I'm not entirely sleep deprived. I'm just exhausted, is all. Spring break should be about resting, shouldn't it? But it's not. It's about working, still, on Mondays, looking for housing and stuff and setting up tours and looking for ties that are stylish and classy and remembering wedding stuff I should have done by now, but haven't, and scheduling appointments, and doing homework... who gives homework over spring break, anyways? Dumb. So dumb.

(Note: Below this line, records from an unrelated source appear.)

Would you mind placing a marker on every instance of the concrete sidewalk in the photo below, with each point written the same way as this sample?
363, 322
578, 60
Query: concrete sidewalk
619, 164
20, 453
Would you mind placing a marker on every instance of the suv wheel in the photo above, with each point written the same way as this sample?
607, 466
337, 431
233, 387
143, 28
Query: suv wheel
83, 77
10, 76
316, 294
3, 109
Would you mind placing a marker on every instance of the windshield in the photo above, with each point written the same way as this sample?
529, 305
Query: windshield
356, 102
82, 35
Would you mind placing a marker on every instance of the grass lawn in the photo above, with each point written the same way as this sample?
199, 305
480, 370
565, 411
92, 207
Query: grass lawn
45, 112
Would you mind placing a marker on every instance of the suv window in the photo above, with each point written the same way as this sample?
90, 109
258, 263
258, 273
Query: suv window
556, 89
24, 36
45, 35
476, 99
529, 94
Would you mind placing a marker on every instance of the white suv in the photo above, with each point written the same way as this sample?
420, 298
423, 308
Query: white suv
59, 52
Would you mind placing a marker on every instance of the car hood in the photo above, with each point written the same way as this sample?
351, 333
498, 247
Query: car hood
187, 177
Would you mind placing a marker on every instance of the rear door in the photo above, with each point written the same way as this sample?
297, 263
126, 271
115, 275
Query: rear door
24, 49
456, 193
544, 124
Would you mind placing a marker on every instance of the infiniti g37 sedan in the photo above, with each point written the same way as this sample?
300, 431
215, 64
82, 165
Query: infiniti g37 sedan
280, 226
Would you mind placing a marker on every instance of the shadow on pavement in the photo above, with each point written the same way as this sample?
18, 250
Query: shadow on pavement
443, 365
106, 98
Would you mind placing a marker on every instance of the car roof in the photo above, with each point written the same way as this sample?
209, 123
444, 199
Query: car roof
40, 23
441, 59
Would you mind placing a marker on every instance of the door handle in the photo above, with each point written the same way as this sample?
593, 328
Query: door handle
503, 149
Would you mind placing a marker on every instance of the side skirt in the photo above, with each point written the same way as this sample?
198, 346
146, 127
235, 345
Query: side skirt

My mouth tastes bad. I've been slacking off on brushing my teeth. I used to brush before and after every meal and any time I left the house and any time I ate a little snack. Then my dentist got after me. He thought I was brushing too hard. Really, I was just brushing too much. But no one does that. Except me. I've had to get used to not brushing, however, because I work all day and go to school all day, and the thought of a used toothbrush sitting in my purse, even if it's in a bag, grosses me out.
The backs of my hands are hairy. Secret: Sometimes I shave the backs of my hands. Oh my gosh, I can't believe I just told you that. It's just that I was born a hairy child. I got mad at my mom and sister one time for telling Joe what a hairy baby I was. He thought it was funny. I thought it was rude and gross. Then I got over it. But now I'm typing in the dark of night with the light of computer gently illuminating the delicate hairs on the backs of my hands and it's bothering me. Ugh. Life.
Have you ever thought about how girls in Europe don't shave? I really cannot grasp that concept. Someone help me, because I can't grasp it. It just is so foreign to me. HAH! BU-DU-TSCH!!!
I'm going to Idaho in a few days, so if you don't hear from me, it's probably because I died in a horrific car accident. And then when you hear from me again, it's because I'm my own ghost, haunting this blog.
I've done some changes on this blog. I added the code for a free copy of the book my dad wrote down there. Way down there. Keep scrolling. In fact, if you can read this, you haven't scrolled far enough. Scroll all the way down. Check it out. Then come back up. I'll edit it later so the code is big and cute and stuff, because BLOGS ARE SUPPOSED TO BE CUTE AND I'M NOT CUTE. So that's something I have to work on.
More changes, I updated the story of Joe and I. It's elaborate now. It has a few chapters. It's just awfully cute, and maybe I love remembering us too much, but if you're in for a fun time, scroll up there and click on "our story". If you're still reading this, you haven't scrolled, and you haven't clicked. For shame. Do it now. Come back here. Tell me what you think.
I just love you so much. Goodnight. If your eyebrows are missing when you wake up, I'm sorry... it was a misunderstanding, that's all you need to know.